Or maybe we're going to go extinct real soon now, because we lack ability to reflect like this, and consequently didn't have couple thousands years to develop effective theory of mind for FAI before we make the hardware.
Having the ability to design and understand AI for a couple of thousand of years but somehow the inability to actually implement it sounds just about perfect. If only!
That is one idea for hacking friendliness: "Become the AI we would make if there were no existential threats and we didn't have the hardware to implement it for a few thousand years, and flaming letters appeared on the moon saying 'thou shall focus on designing Frienly AI' "
Havn't bothered typing it out before because it falls in the reference class of trying to cheat on FAI, wich is always a bad idea, but it seemed relevant here.

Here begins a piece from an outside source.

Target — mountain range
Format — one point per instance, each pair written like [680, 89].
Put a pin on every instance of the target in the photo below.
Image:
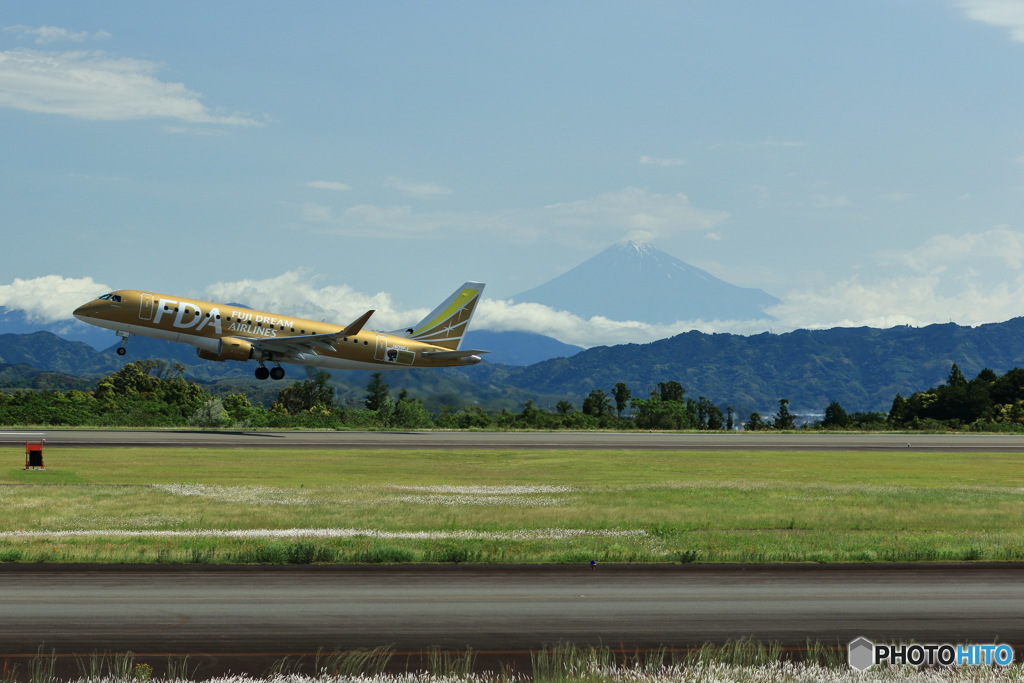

Are there any essays anywhere that go in depth about scenarios where AIs become somewhat recursive/general in that they can write functioning code to solve diverse problems, but the AI reflection problem remains unsolved and thus limits the depth of recursion attainable by the AIs? Let's provisionally call such general but reflection-limited AIs semi-general AIs, or SGAIs. SGAIs might be of roughly smart-animal-level intelligence, e.g. have rudimentary communication/negotiation abilities and some level of ability to formulate narrowish plans of the sort that don't leave them susceptible to Pascalian self-destruction or wireheading or the like.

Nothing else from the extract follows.